According to the Towazugatari, Emperor Go-Fukakusa was in love with Nijō's mother, Kinshi, the daughter of Shijô Takachika and a assistant handmaid (典侍, naishi no suke), who would have been the fourteen-year-old emperor's initiation to sex. However, Kinshi died shortly after Nijō was born, and Go-Fukakusa turned his affections to Nijō. She was taken to the court at the age of four, and was subsequently raised there; the death of her mother and the lack of a maternal home, where aristocratic children were normally raised, away from the court, rendered her effectively homeless. In 1271, Nijō, aged 14, was given by her father to Go-Fukakusa as a concubine. It is unclear whether Nijō should be considered a formal wife (seisai) or a concubine (meshudo): there is evidence in the Confessions to support both interpretations. In the Towazugatari she describes being raped by Go-Fukakusa at age 14. However, she gained a certain amount of influence and protection when she was adopted by Lady Kitayama, the wife of the powerful Saionji Saneuji, the most politically powerful man of his day.

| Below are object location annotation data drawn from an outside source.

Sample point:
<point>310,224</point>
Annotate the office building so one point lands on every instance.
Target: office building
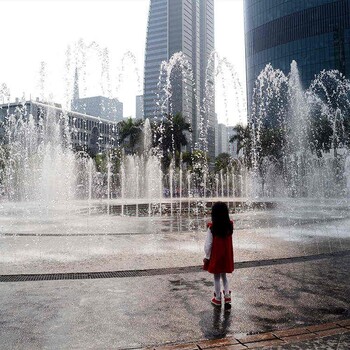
<point>139,107</point>
<point>185,26</point>
<point>87,132</point>
<point>96,106</point>
<point>314,33</point>
<point>99,106</point>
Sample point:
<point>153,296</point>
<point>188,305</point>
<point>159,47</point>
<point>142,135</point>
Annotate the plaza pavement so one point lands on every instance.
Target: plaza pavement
<point>173,311</point>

Nijō's life at the court was plagued by numerous troubles. Her father died when she was 15 and it hampered her circumstance because there was no influential figure to advance her cause. Additionally, she was forced to have sexual relations against her will with court men, including Takatsukasa Kanehira. Her relationship with the emperor also became strained from the beginning, because she took several other lovers over the years, including one whom she knew before becoming a concubine. Matters were complicated further by Nijō's pregnancies: the only child she bore to Go-Fukakusa died in infancy, and the other three children she had were not by the emperor. Go-Fukakusa's consort, Higashi-nijō, was greatly displeased with Nijō's behaviour and Go-Fukakusa's apparent affinity for the concubine. Ultimately, it was due to Higashi-nijō's request that Nijō was expelled from the court in 1283.

==Religious life==
Nijō's life after leaving the imperial court are revealed in Books 4 and 5 of Towazugatari. Like many women in medieval Japan whose lives met with unfortunate circumstances, Nijō became a Buddhist nun. She traveled to sacred and historical places, following the footsteps of the famous poet and priest, Saigyō, returning to the capital regularly. Kimura Saeko notes that some of these visits never actually took place, meaning that sections of Nijō's travels are fictionalised. Book 4 begins in 1289, skipping several years (thus leading scholars to believe that some material may be missing); Book 5 skips some more years and describes Nijō's grief at Go-Fukakusa's death in 1304. Towazugatari ends in 1306, and nothing is known about what happened to Nijō afterward or when she died.

==Towazugatari==
Towazugatari was written c. 1307 and covers events of the period from 1271 to 1306. The work is considered one of the greatest works of Japanese literature, as well being a rare account of events not typically recorded in premodern Japanese literary works, such as sexual coercion.

Nijō's autobiography did not enjoy wide circulation, potentially due to later factionalism that split the imperial family or the fact that Nijō's portrayal of Emperor Go-Fukakusa was both intimate and humanising. A single 17th-century copy was discovered in Tokyo among the holdings of the Imperial Household in 1940 (in 1938 by other accounts) by Yamagishi Tokuhei, with several gaps in Book 5, noted by the scribe. The book was published in 1950, with a complete annotated edition following in 1966. There are three English translations:

- Karen Brazell. The Confessions of Lady Nijo. A Zenith book, published by Arrow Books Ltd., London, 1973. ISBN 0-600-20813-3
- Wilfrid Whitehouse and Eizo Yanagisawa. Lady Nijo's own story; Towazugatari: the candid diary of a thirteenth-century Japanese imperial concubine. Tuttle, Rutland, Vt. 1974. ISBN 0-8048-1117-2
- Meredith McKinney. A Tale Unasked. Penguin Classics, London, 2025. ISBN 978-0-241-56246-8

==Genealogy==
===Issue===
Partners and their respective issue:
1. Emperor Go-Fukakusa (後深草天皇; 28 June 1243 – 17 August 1304)
  1. First son (1273 – 1274)
2. Saionji Sanekane (西園寺 実兼; 1249 – 21 October 1322)
  1. First daughter (1275 – ?)
3. Prince Shojo (d. 1281)
  1. Second son (1281 – ?)
  2. Third son (1282 – ?)

==In contemporary culture==
Lady Nijō appears as an important character in Act I of Caryl Churchill's play Top Girls.